Il est important que l’adolescent se sente impliqué dans le processus de transition et ait le sentiment de contrôler son destin. Pour ce faire, il doit avoir un rôle actif dans l’organisation de la transition, par exemple, en prenant lui-même les décisions lorsque différentes options sont offertes : choix entre un médecin homme ou femme, un lieu de consultation près de la maison ou du travail/école, etc. Le partenariat avec le patient joue un rôle clé dans le suivi des maladies chroniques.
Différentes approches pour aider à cette transition ont été proposées dans la littérature.6,15
Cette approche implique la création d’une consultation conjointe gérée par des spécialistes pédiatriques et adultes qui assurent la liaison entre les deux services. Elle présente l’avantage que les collaborateurs (thérapeutes, travailleurs sociaux, etc.) travaillent à la fois dans les soins pédiatriques et les soins adultes et le désavantage qu’il est difficile de mettre en place une telle consultation dans le cadre de certaines spécialités ou dans des services qui regroupent peu de patients.
Dans ce cas, un professionnel de la santé est désigné comme responsable d’assurer le meilleur déroulement possible de la transition. Les avantages de cette approche sont les suivants : ce professionnel peut être représenté par quelqu’un qui travaille dans les deux services (infirmière, thérapeute, etc.) qui connaît par conséquent leur fonctionnement ; les patients et leurs familles ont un point de repère (un visage familier) dans les services d’adultes ; et ce système peut être introduit même dans les services qui comportent peu de patients.
Pendant une certaine période, dans ce modèle, l’adolescent alterne entre les unités pédiatrique et adulte. Il faut alors que le passage d’informations entre les deux unités soit très fluide et qu’elles aient la même approche thérapeutique.

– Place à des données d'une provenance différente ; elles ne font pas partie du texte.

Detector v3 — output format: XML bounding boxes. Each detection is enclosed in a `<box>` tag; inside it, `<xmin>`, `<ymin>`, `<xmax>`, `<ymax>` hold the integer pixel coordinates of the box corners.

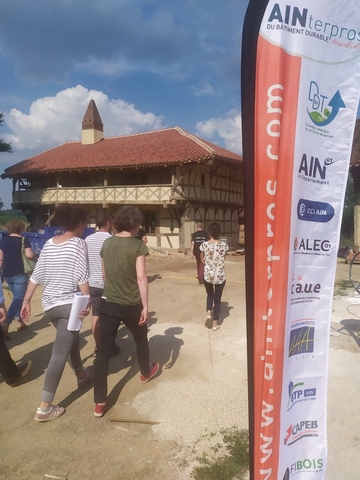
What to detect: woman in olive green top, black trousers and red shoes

Cette option fait appel à un éducateur pour établir le lien entre les services. Le rôle de cet éducateur est de créer des groupes de soutien incluant à la fois des jeunes sur le point d’accomplir la transition et des jeunes l’ayant déjà faite. Le but est d’aider les patients à mieux se préparer et à mieux vivre le passage de la pédiatrie au monde adulte. L’avantage certain de cette approche est qu’elle implique des pairs dans la transition et, en général, les jeunes préfèrent que le transfert se fasse avec un groupe d’amis.

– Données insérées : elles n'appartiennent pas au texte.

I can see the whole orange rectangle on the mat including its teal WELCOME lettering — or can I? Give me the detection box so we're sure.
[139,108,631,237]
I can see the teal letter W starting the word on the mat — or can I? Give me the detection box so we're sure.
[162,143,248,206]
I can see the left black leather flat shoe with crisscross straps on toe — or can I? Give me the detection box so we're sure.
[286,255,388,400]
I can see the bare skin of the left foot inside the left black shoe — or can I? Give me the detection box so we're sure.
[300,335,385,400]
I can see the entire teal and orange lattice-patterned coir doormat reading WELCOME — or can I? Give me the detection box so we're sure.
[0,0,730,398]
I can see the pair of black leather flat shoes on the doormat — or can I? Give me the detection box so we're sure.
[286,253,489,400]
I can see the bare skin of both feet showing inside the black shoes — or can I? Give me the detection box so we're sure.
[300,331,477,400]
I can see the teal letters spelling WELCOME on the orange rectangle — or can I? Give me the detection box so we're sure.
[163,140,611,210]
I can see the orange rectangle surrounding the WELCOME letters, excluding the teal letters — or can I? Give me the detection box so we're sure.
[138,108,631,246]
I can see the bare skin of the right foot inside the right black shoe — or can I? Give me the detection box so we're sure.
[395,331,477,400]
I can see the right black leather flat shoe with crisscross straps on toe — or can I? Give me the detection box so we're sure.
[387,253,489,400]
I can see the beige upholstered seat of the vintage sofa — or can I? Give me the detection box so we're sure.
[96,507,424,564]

L’adolescence est une période de changements importants à la fois des besoins de santé que des habitudes de santé. Beaucoup d’adolescents atteints d’affections chroniques semblent négocier la transition aux soins adultes avec une apparente facilité.5 Cependant, pour assurer une continuité optimale des soins, cela demande que les soignants pédiatriques et pour adultes collaborent entre eux.13
Even though the transition from pediatric to adult health care is extremely important for chronically ill adolescents, most of the times it is limited to a simple transfer. The objective of this paper is to describe the barriers to a smooth transition from the point of view of the patient and his/her family, the health professionals and the health system, to review the key elements for a smooth transition, and to address the different approaches proposed in the literature.